Late last year, the FBI issued a Private Industry Notification (PIN) alerting U.S.-based companies and law enforcement agencies about the rise in fraudulent Emergency Data Requests (EDRs) used by cybercriminals. While not a new tactic, cybercriminals have started using them again, triggering the aforementioned PIN. EDRs are urgent requests for sensitive user data, typically reserved for life-threatening situations, bypassing the standard warrant process. Hackers exploit this by posing as legitimate law enforcement officers and tricking companies into releasing private user data. These requests have been particularly impactful for technology companies, such as Google, that manage vast amounts of personal data.

As of August, the FBI started noticing an increase in underground postings regarding fraudulent EDRs. Criminals are likely gaining access to government officials’ email accounts and sending the EDRs using those.

The FBI highlighted the ease with which attackers manipulate online identity, often hacking official law enforcement email accounts to make their requests appear authentic. This was done notably by the LAPSUS$ group. In 2022, the group hacked into some of the largest technology companies such as Microsoft and NVIDIA by impersonating law enforcement officials.

The agency emphasized that without comprehensive identity verification for requesters, there is no foolproof way to verify an EDR's legitimacy in real time.
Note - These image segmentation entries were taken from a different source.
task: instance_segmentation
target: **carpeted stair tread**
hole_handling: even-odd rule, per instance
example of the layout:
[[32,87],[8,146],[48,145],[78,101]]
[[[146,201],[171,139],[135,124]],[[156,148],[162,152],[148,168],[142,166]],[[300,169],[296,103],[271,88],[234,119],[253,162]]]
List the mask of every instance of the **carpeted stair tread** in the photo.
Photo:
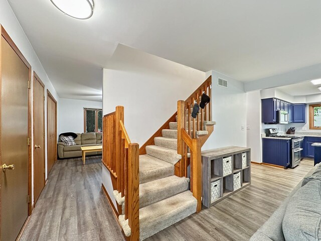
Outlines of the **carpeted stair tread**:
[[177,150],[177,139],[168,137],[157,137],[154,138],[156,146]]
[[139,209],[139,239],[144,240],[196,211],[197,202],[190,191]]
[[177,129],[163,129],[162,130],[162,135],[163,137],[168,138],[177,139]]
[[177,150],[155,145],[147,146],[146,153],[173,165],[182,159],[182,156],[177,154]]
[[139,155],[139,183],[174,175],[174,166],[148,155]]
[[187,191],[189,181],[189,178],[173,175],[139,185],[139,207]]

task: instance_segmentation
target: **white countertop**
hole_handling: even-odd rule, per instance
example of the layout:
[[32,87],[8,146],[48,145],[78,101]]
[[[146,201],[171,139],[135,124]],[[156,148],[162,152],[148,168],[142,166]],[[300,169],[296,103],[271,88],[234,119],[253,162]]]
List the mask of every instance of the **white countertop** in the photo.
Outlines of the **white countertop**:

The potential consequences of successfully exploiting this range from user privacy breaches to the manipulation of private data for illegal activities, such as harassment or extortion.

To avoid falling victim to these fraudulent requests, the FBI offered the following tips for organizations and individuals:

Organizations:

• Review the security posture of all third-party vendors associated with your organization.
• Monitor external connections for anomalies.
• Implement an incident recovery plan and keep it updated.
• Use secure password storage and require strong passwords.
• Offer multi-factor authentication to users.
• Apply updates and patches immediately.
• Configure accounts according to the principle of least privilege.
• Use Secure Remote Desktop protocols.

Individuals:

• Use strong passwords that combine letters, numbers, and special characters.
• Keep all software and systems updated.
• Use two-factor authentication when available.
• Segment home networks. Typically, two network segments are available on home routers. Use one for all Internet of Things (IoT) products such as doorbells and thermostats and the other for your personal items such as laptops and smartphones.
• Keep all software and operating systems up to date.
• Remember never to use contact information sent in suspicious messages. Instead, look the information up independently.

The most important tip from the FBI is to apply critical thinking to any EDR you may see. This applies to any link or attachment that may be even slightly suspicious. If you have your doubts, you should probably trust them.

This PIN underscores the urgent need for reforms in how emergency data requests are processed, as well as increased vigilance from companies managing sensitive user data to protect against unauthorized access.

For additional information, you can look up PIN 20241104-001 on the IC3 website.